I’m picturing … an elf, or someone who was once an elf. I don’t want one of the stereotypical ‘warlike’ lineages. I don’t want people to be able to look at her and kneejerk think ‘you used to be a monster’. Evil can lurk behind any face. Whatever and whoever she once was, her evil, her rage, her savagery, were likely wholly her own. They might have had a cause, they might not. Maybe it led directly to whatever strange magic brought her back from the grave, or maybe she was just the wrong monster in the right place. That’s … That’s not the point.
The point is facing what she was. What she did. What was done to her.
Peace is not only something you find. Peace is a thing you make, you build. A thing you carry inside you. The stillness waits. The cool touch of water. Her goddess will wait for her. Anyone can find peace, and everyone deserves it. She believes that, or at least hopes for it. She will find out who she was. She will face it down. And she will make a place for peace.
And in the meantime, she’ll help where she can, and she’ll hold to that distant stillness until she can truly find her own.
She was a hermit for a long time, a broken inhabitant of one of Eldath’s quiet shrines. She wears battered armour, once broken and now carefully mended. She doesn’t carry a weapon, or at least none beyond a basic dagger for emergencies. She bears a shield, instead, a wooden shield, the pool and waterfall of Eldath beautifully carved on its face, her holy symbol. There’s a wooden bowl in her backpack, to help her with her prayers, but her shield … her shield is also a little concave. Just a little. Just enough. If all else fails, it’s just curved enough to form a shallow bowl. Her shield and her hope in more ways than one.
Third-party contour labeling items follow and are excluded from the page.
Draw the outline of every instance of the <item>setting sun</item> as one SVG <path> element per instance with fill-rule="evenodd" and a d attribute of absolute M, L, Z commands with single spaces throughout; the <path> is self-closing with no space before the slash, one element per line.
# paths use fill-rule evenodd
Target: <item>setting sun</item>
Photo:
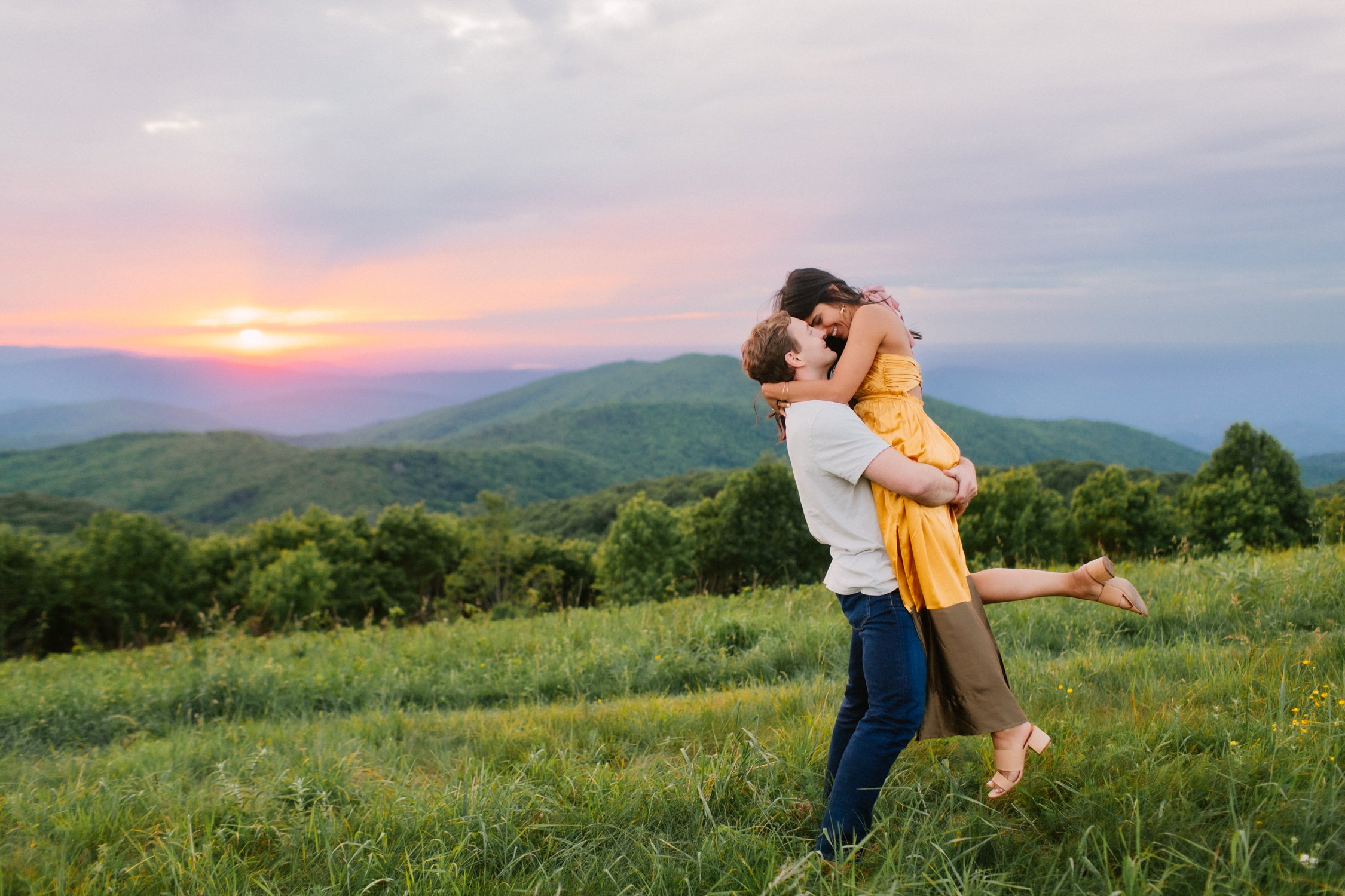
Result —
<path fill-rule="evenodd" d="M 269 341 L 260 329 L 245 329 L 238 333 L 238 347 L 245 352 L 264 352 L 270 348 Z"/>

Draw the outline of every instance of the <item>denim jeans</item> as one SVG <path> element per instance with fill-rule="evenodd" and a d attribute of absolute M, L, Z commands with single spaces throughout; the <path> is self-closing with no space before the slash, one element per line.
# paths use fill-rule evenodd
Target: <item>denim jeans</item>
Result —
<path fill-rule="evenodd" d="M 834 858 L 862 840 L 897 754 L 911 743 L 925 703 L 924 649 L 901 595 L 842 594 L 850 621 L 850 677 L 831 729 L 818 850 Z"/>

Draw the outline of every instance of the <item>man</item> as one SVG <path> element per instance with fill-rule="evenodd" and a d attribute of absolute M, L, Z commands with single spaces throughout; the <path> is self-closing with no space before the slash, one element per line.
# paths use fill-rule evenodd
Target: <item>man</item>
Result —
<path fill-rule="evenodd" d="M 837 355 L 823 332 L 776 312 L 742 344 L 742 368 L 759 383 L 826 379 Z M 781 435 L 785 422 L 781 420 Z M 862 840 L 873 805 L 897 754 L 920 728 L 925 658 L 911 614 L 897 594 L 882 544 L 870 481 L 928 506 L 975 496 L 975 467 L 963 459 L 944 472 L 888 446 L 854 411 L 834 402 L 795 402 L 788 408 L 794 481 L 812 536 L 831 547 L 823 579 L 850 622 L 850 670 L 831 731 L 823 785 L 826 814 L 818 852 L 834 860 Z"/>

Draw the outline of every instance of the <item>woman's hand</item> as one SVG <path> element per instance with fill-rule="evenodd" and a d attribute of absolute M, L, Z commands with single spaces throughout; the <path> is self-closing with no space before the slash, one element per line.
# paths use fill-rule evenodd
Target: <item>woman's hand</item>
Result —
<path fill-rule="evenodd" d="M 785 410 L 790 407 L 790 403 L 785 400 L 788 388 L 788 383 L 765 383 L 761 386 L 761 398 L 780 416 L 784 416 Z"/>
<path fill-rule="evenodd" d="M 976 465 L 967 458 L 962 458 L 958 461 L 958 466 L 951 470 L 944 470 L 944 474 L 951 476 L 958 481 L 958 496 L 950 501 L 950 505 L 952 506 L 952 514 L 955 517 L 960 517 L 967 512 L 967 505 L 971 504 L 971 498 L 979 494 L 979 489 L 976 486 Z"/>

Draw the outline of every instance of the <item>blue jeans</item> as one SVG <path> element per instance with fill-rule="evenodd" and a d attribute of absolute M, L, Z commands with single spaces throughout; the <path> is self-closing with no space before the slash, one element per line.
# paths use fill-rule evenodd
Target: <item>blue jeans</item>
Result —
<path fill-rule="evenodd" d="M 850 677 L 822 791 L 827 810 L 816 848 L 826 858 L 869 833 L 878 790 L 924 717 L 924 649 L 901 595 L 838 596 L 850 621 Z"/>

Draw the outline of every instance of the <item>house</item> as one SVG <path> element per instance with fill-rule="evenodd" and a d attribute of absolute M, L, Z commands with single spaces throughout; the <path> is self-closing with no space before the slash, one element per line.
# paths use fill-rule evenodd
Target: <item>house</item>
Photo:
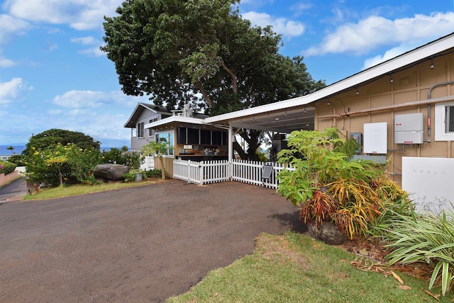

She keeps the Create or Destroy Water spell always prepared. The red on her hands can’t be washed away when she rests them beneath the water, but that … that’s okay. Or it will be. Some day.
She has a name. It’s not the one she once bore. While she remembers a name, she has no way to know if it was hers, or someone else’s, or even that of the person who killed her. It wasn’t the name she wanted. Not now, not in this life. That was her first true offering to Eldath, the first broken weapon she left beneath the waters. The name she bears now is something else. Better. Different. Cleaner. At least a little bit.
Ripple. The ripples in the water, the gentle eddies. She’s not still enough yet for true peace. Her waters are yet lapping. Maybe even storming. But there’s hope there. The gentle sound of water. There's life. The evidence of presence. Ripples in the water.
Ripple. A Reborn Peace Cleric of Eldath.
Eldath is also a great source of one of the main contradictions of peace, in that if the whole world isn't peaceful you often need to defend it with violence. Now, the devotes of Eldath might be (statistically) more likely to be able to defend themselves, but often that would be giving up the personal hope for peace. Many who could defend themselves may not even want to. The whole 'stepping back into that violence' thing. Can they stop at just this one instance of violence? So who defends the... not the helpless, but the vulnerable. Not vulnerable to getting killed, but vulnerable to being pulled back into that life. I think Ripple would be a good option for that job. She might not be ready to help others find that peace inside themselves, but she can make sure external violence leaves people alone long enough for someone else to help.